Openai spent 6 months testing GPT-4 before releasing it… There might be a hint of what should be and shouldn’t be done…
They trained it on the internet and were surprised it „mindlessly spat out biased and incorrect nonsense.“ There might be a hint of what should be and shouldn’t be done… 😉
I think it is obvious to most people trying to build applications out of LLMs, but it seems some people, like researchers have a harder time with this. Most practitioners are using models to produce embeddings which are used in conjunction with vector databases to find similar information. It works fairly well.

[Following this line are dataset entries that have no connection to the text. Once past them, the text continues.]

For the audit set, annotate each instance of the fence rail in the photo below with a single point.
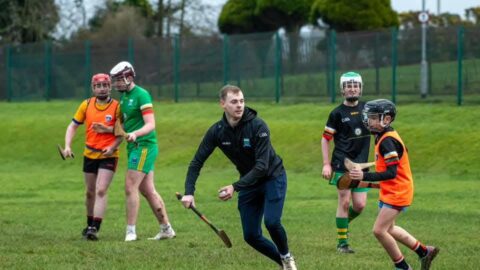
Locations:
(268, 66)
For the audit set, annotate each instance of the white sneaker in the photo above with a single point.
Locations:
(289, 263)
(130, 236)
(165, 233)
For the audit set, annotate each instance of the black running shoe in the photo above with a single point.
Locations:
(427, 260)
(84, 232)
(91, 234)
(345, 249)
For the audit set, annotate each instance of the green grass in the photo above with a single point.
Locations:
(42, 212)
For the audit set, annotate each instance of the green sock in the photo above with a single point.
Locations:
(342, 231)
(352, 214)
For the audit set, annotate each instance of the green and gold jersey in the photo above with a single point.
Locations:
(133, 105)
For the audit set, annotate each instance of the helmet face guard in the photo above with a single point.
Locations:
(101, 86)
(376, 110)
(349, 83)
(120, 74)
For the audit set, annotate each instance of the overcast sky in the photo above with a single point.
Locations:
(451, 6)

https://www.wikidata.org/ maybe?
Also see http://lod-a-lot.lod.labs.vu.nl/
There are a plenty of options and it doesn’t take much effort to find them. The issue is that LLMs don’t use any of them.
Wolfram Alpha and the wikidata have been earlier attempts at making such DB’s. Both done the hard way. Maybe the next killer application will be an LLM instruction-trained to use them?
I wish. It seem to me currently LLMs don’t use either because they have a very small input buffer (i.e. wikipedia doesn’t fit into it) or don’t do multi-step inference (can’t look up missing data and put it into context for another try).
Things like AutoGPT might be a viable approach even with smaller context if they didn’t try to pursue the task from the get go and instead did a few rounds of “what do I need to know before I can give an answer?” before replaying to the initial prompt.
But there was that paper that promised very large/virtually unlimited inputs so maybe that one’s going to work. I’m sceptical though because it probably would take a lot of time for a GPT-4-sized LLM to chew through the whole Wikipedia on every prompt.
ChatGPT can do this - it will perform searches online to find information to help it answer prompts. It requires beta though.